Aslında her durumdan- en ufacık meselelerden dahi- şikayetçiyizdir. Bu başlık altında kendimizi yüceltmemize gerek yok.
(bkz: moonstroy88) çok güzel özetlemiş. Şikayetimiz hep faydasız. Bizler mütemadiyen kendi kendimize veya sonuç odaksız yakınıp duruyoruz.
Kısacık bir hikayecik ile ben de özetlemek isterim, Nasrettin Hoca ve Timur'un hikayesidir.

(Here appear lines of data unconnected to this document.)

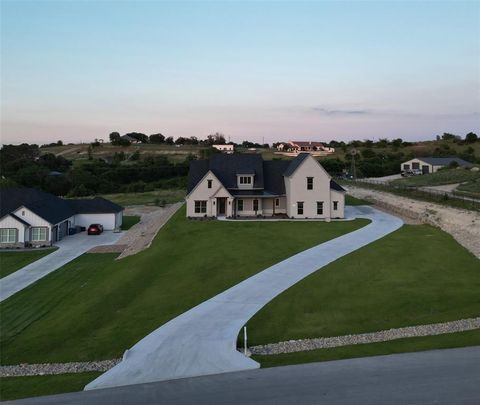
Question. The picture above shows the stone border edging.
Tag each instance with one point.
(301, 345)
(291, 346)
(24, 370)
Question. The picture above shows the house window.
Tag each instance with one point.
(8, 235)
(319, 207)
(200, 207)
(300, 208)
(39, 234)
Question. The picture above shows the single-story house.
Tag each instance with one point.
(30, 217)
(224, 148)
(245, 185)
(431, 164)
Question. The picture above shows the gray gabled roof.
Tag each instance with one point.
(19, 219)
(50, 207)
(295, 163)
(434, 161)
(269, 174)
(47, 206)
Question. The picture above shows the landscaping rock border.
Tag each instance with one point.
(301, 345)
(291, 346)
(24, 370)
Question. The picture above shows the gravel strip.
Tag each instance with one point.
(140, 236)
(23, 370)
(291, 346)
(301, 345)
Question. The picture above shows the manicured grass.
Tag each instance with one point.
(349, 200)
(11, 261)
(447, 341)
(445, 176)
(148, 198)
(128, 221)
(24, 387)
(94, 308)
(416, 275)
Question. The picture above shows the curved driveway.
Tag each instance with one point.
(202, 341)
(69, 248)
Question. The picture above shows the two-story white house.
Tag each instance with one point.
(245, 185)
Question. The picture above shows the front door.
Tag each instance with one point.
(221, 206)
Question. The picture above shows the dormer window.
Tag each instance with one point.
(245, 180)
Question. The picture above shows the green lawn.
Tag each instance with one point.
(445, 176)
(447, 341)
(416, 275)
(11, 261)
(94, 307)
(128, 221)
(24, 387)
(147, 198)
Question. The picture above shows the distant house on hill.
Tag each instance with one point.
(432, 164)
(224, 148)
(130, 139)
(245, 185)
(30, 217)
(304, 146)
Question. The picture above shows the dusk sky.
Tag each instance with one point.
(78, 70)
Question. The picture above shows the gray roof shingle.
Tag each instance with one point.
(444, 161)
(269, 174)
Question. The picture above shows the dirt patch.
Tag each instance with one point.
(463, 225)
(108, 249)
(140, 236)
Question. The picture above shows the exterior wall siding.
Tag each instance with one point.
(107, 220)
(296, 187)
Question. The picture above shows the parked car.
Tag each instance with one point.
(411, 172)
(95, 229)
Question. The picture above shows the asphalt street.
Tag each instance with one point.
(434, 377)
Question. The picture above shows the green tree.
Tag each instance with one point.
(471, 137)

Ahali; Timur'un fillerden bıkmış, kendi karnımızı zor doyuruyoruz koskoca fillere nasıl bakalım deyip sabahlardan akşamlara ah çekiyorlarmış. Bu meseleyi Timur ile görüşmek lazımmış ama kim konuşabilirmiş? Derdi hocaya açmışlar hoca, eğer hepiniz benimle gelirseniz bu meseleyi çözeriz demiş. Yollanmışlar. Timur'un yanına yaklaştıkça şikayet ehli, birer ikişer kaçmaya başlamış. Timur'un huzura hoca tek başına çıkmış. Timur çatık kaşlarıyla sormuş, ne istersin? Hoca, ahali sizin fili çok sevdi eğer varsa bir tane daha isteriz. Filden kurtulmak amacıyla gitmişti amma köye iki fille geri gelmiş.
Halk, biz de ne diye sana güvendik ki demiş? Suç Hocanın mıdır?